Inspiration
The average wait to see a therapist in the US is 48 days. Most people give up before the first appointment. The ones who do show up spend the first two sessions retelling their story to a stranger who is taking notes instead of listening, and then often discover the therapist isn't actually the right fit for what they're going through.
We kept asking the same question: why is the hardest part of mental healthcare the part that happens before any care begins? Intake is broken, matching is guesswork, and the first conversation is doing double duty as paperwork. We wanted to build the front door we wished existed.
What it does
Anamnesis is a mental health intake and matching platform that replaces the clipboard with a conversation.
A patient signs up and joins a video call with an empathetic AI interviewer. The AI conducts a structured but human-feeling intake, administers validated screeners (PHQ-9, GAD-7) inside the conversation, and gently surfaces risk factors. While they talk, the patient's webcam is analyzed locally for non-verbal signals like gaze stability, head motion, and blink rate, the kind of observations a clinician would jot down under "Mental Status."
When the call ends, three things happen automatically:
A clinically structured brief is generated in the SOAP format therapists already use, complete with chief complaint, history, observed behavior, screener scores, and risk flags. A six-stage matching pipeline ranks every therapist in the network for that specific patient, weighing diagnosis-specific outcome data, modality fit, severity match, language, and capacity. The patient sees their top three matches with a plain-language explanation of why each one was chosen. The therapist they pick logs in to a portal where the brief is already waiting. They walk into session one already knowing the patient's story.
How we built it
Anamnesis is a TypeScript monorepo with three pieces: an Express API, a React and Vite web app, and an iOS companion. Authentication is handled by Clerk, with a one-click "sign in as" flow for every seeded demo persona so judges can experience both sides of the platform without creating accounts.

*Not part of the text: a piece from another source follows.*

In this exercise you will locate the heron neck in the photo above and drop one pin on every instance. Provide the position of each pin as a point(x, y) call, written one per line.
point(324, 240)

The intake conversation is powered by Tavus for the AI video persona, with the transcript streamed back to our server in real time. Visual signal extraction runs through a MediaPipe FaceMesh pipeline that processes the patient's local webcam recording. The clinical brief is synthesized by GPT-5.2 using a prompt grounded in actual SOAP note conventions.

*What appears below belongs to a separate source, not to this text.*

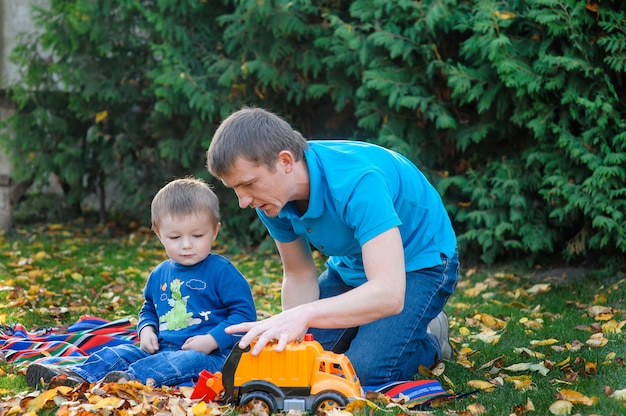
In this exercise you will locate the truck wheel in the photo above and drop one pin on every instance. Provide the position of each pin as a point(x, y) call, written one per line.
point(328, 400)
point(260, 400)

The matching engine is the part we are most technically proud of. It is a six-stage agentic pipeline:
Plan: a small model decides which downstream stages are worth running given what data we have.
Infer profile: a clinical-psychologist-prompted call extracts a structured diagnosis, severity, and risk flags, weighing screener scores explicitly.
Retrieve: deterministic filtering on license region, language, and capacity.
Score: a fully deterministic, Bayesian-shrunk weighted score across outcome history, specialty match, modality fit, and severity fit. We shrink raw success rates toward the population mean so a therapist with 4 cases cannot outrank one with 200.
Critique: a senior-supervisor-prompted call reviews the top five and can reorder, annotate, or veto matches the heuristic missed.
Synthesize: warm patient-facing explanations, grounded only in actual feature scores.
Every stage is wrapped individually so any single failure degrades gracefully instead of breaking the match. The full reasoning trace is persisted on the session, so any recommendation we surface is fully auditable.
The design system (Cormorant Garamond and Inter, copper-brown on cream) was built pixel by pixel against a reference comp because we wanted something that felt like a quiet office, not a clinical SaaS dashboard.
Challenges we ran into
The biggest one was a silent platform limit. Our AI video provider's recording feature is gated by account tier, and on ours the API accepted our "enable recording" flag and then quietly never produced a recording. We only caught it by directly probing their API after spending hours trying to debug "missing webhook" issues that did not exist. The fix was to record the patient's webcam in the browser in parallel with the AI call, upload the blob ourselves, and run computer vision on it server-side. Two cameras sharing one device, a 200MB raw upload route, and a worker that accepts either a remote URL or a local file. It works, and it is honestly a better architecture than depending on the vendor.
The second challenge was making the AI matching defensible. We did not want a black box that just says "here is your therapist, trust us." That is dangerous in healthcare. So we forced the language model out of the actual ranking decision. It reads the transcript and writes the explanations, but the ranking is deterministic math we can show our work on.
Accomplishments that we're proud of
A real, end-to-end working product. Patient signs up, talks to AI, gets matched, and the therapist they choose has a brief waiting for them. Not a demo path. The whole loop.
Bayesian-shrunk outcome scoring that prevents low-volume therapists from gaming the rankings.
A graceful degradation story for every external dependency. If the AI call fails, the matcher still runs. If a stage of the matcher fails, the others compensate. Nothing in the platform silently fails on a real patient.
The visual signal pipeline. Real computer vision, on real recordings, no faked data anywhere.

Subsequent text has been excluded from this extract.